The researchers concluded, “Despite political polarization in the U.S., children’s movies may be a place of commonality, where the moral concerns of care and fairness are celebrated by both liberals and conservatives.” They note, however, that filmmakers often eliminate moral nuance from children’s movies, creating characters that are unambiguously good or evil.
It means no worries
In her 2002 book “Mouse Morality, the Rhetoric of Disney Animated Film,” scholar Annalee R. Ward examined the Walt Disney Company’s role as a moral educator of American children, and said that “in trying to please the largest audience,” the company sends inconsistent moral messages.
For example, some of the films teach that women can be happy and self-sufficient but still unfulfilled without a man. Others say that our inner beauty matters more than outside appearance, while showing the opposite on screen. “After all, Quasimodo never did get the girl,” Ward said in an interview, referencing the hero in “Hunchback of Notre Dame.”
While marketing itself as a family-values company, Disney changes with the culture and seems to respond to criticism, Ward said. As such, its moral messaging evolves and will continue to do so.

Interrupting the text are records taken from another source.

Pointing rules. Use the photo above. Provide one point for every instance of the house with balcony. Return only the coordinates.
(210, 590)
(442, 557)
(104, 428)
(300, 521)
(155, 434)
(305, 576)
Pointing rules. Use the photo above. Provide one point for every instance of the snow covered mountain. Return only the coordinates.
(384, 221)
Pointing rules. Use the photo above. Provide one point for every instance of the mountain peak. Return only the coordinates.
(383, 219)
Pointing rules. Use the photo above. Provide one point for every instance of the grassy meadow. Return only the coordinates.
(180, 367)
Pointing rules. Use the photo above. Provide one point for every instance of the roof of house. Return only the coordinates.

“You see some really beautiful turns in the current films,” she said. “Take the megahit ‘Frozen’ — it was a different message. While Elsa was still Barbie-doll looking, Anna was more of a little girl.”
But Ward says she was troubled by a common moral message of Disney films of the ’90s, which was “follow your heart,” a valuing of individual knowledge at the expense of the collective, and a repudiation of another historic value, responsibility. But the “follow your heart” value seems to be changing. “They’re now coming up with messages that maybe following your heart isn’t solely the thing you need,” she said.
While Ward says that the ultimate message Disney tries to convey is “go buy” its merchandise, she believes that the company is sincere in trying to convey good values, although the values that children and their parents take away from the films may not be the same, especially if the children are watching the films multiple times.
“As a parent, you may walk always with the obvious message, and your kids will get that. But if you’re parenting with video and you’re letting your kids watch it over and over again, the kids are going to start to choose what messages they walk away with.
“‘The Lion King’ was a fabulous film, but if the kids have control, they’re going to watch ‘Hakuna Matata’ over and over again. Are they going to walk away with the message that sometimes you have to go through hard things and take responsibility, or are they going to walk away with ‘no worries, no responsibilities, ‘Hakuna Matata?’”
Parents need to expose their children to a variety of stories and films, have conversations about them and model the values they want their children to embrace, she said.
Whose values?
After scant offerings in the year of COVID-19, Hollywood is looking to rebound with summer movies for families that will be both in theaters and go straight to streaming. The “Space Jam” sequel, for example, opens in theaters and will stream on HBO Max starting July 16.
Other family movies expected to be popular this summer include “Luca,” a Disney Plus film about a boy who is actually a sea monster; “Peter Rabbit 2: The Runaway,” “Hotel Transylvania 4” and “Paw Patrol: The Movie.”
As for the moral messaging of “Space Jam,” as Ward noted, the messaging in movies is often mixed.
The second trailer for the Warner Brothers film shows an array of Looney Tunes characters of dubious moral character, to include the violence-loving Wile E. Coyote and the gun-toting Yosemite Sam. There is no Pepe Le Pew to be seen, but the Grandma who owns Tweety bird is drinking a margarita at halftime of the otherworldly basketball game. “Haters gonna hate,” she says.